Manca poco più di una settimana a quel giorno bellissimo in cui la fiamma di Olimpia risplenderà nel braciere olimpico in quel di Rio. Come ogni due anni, alla vigilia di una delle due edizioni dei Giochi Olimpici, il mio stato d’animo è combattuto tra opposte sensazioni: da un lato, infatti, mi sento un bambino che aspetta il Natale e che ogni giorno che passa apre una finestrella del calendario dell’Avvento al cui interno c’è l’icona di una delle discipline olimpiche che potrà, finalmente, riabbracciare; dall’altro, però, sono triste, perché il mio essere totalmente innamorato e appassionato del concetto stesso di sport cozza clamorosamente con la mia passione videoludica, dato che sono anni che, purtroppo, il sacro fuoco dei giochi multi evento in salsa olimpica è bello che spento.

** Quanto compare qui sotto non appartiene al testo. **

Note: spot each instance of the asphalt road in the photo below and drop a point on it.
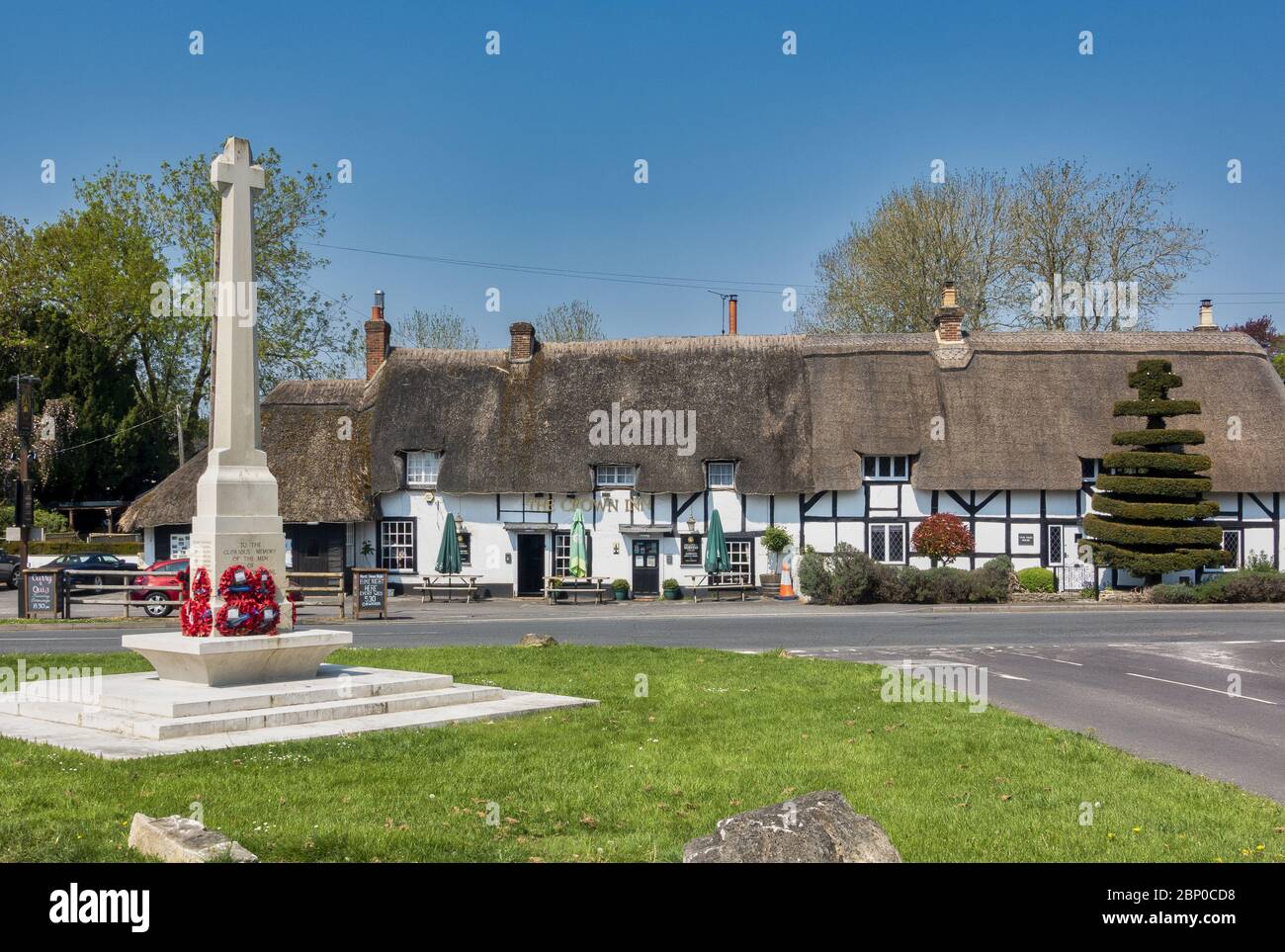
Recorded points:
(1153, 682)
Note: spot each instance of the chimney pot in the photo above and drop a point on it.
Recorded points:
(522, 342)
(950, 318)
(1207, 316)
(378, 335)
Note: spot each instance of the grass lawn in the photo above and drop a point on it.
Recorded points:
(638, 776)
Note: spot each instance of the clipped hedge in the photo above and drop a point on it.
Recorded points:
(1149, 485)
(1037, 579)
(1156, 407)
(1155, 510)
(1233, 587)
(1110, 531)
(1157, 437)
(1160, 462)
(851, 577)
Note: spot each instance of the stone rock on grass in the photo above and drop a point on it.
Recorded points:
(817, 827)
(181, 840)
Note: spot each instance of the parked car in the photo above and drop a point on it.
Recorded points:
(166, 581)
(103, 564)
(8, 569)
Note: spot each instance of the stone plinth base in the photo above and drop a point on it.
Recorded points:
(218, 661)
(128, 716)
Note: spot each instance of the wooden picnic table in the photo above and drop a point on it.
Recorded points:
(576, 586)
(445, 583)
(721, 582)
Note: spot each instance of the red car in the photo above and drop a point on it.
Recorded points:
(166, 581)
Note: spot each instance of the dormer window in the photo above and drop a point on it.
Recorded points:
(422, 468)
(721, 475)
(887, 470)
(616, 476)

Quest’anno, a dire il vero, sono anche un po’ provato per il fatto che saremo alla Gamescom per tutta la settimana delle medaglie pesanti, ma mi conforta sapere che i nostri orari ben si confanno al fuso orario di Rio de Janeiro. Ma questa è un’altra storia. Quella dell’editoriale di oggi, invece, non può che aprirsi così, con questo video qui.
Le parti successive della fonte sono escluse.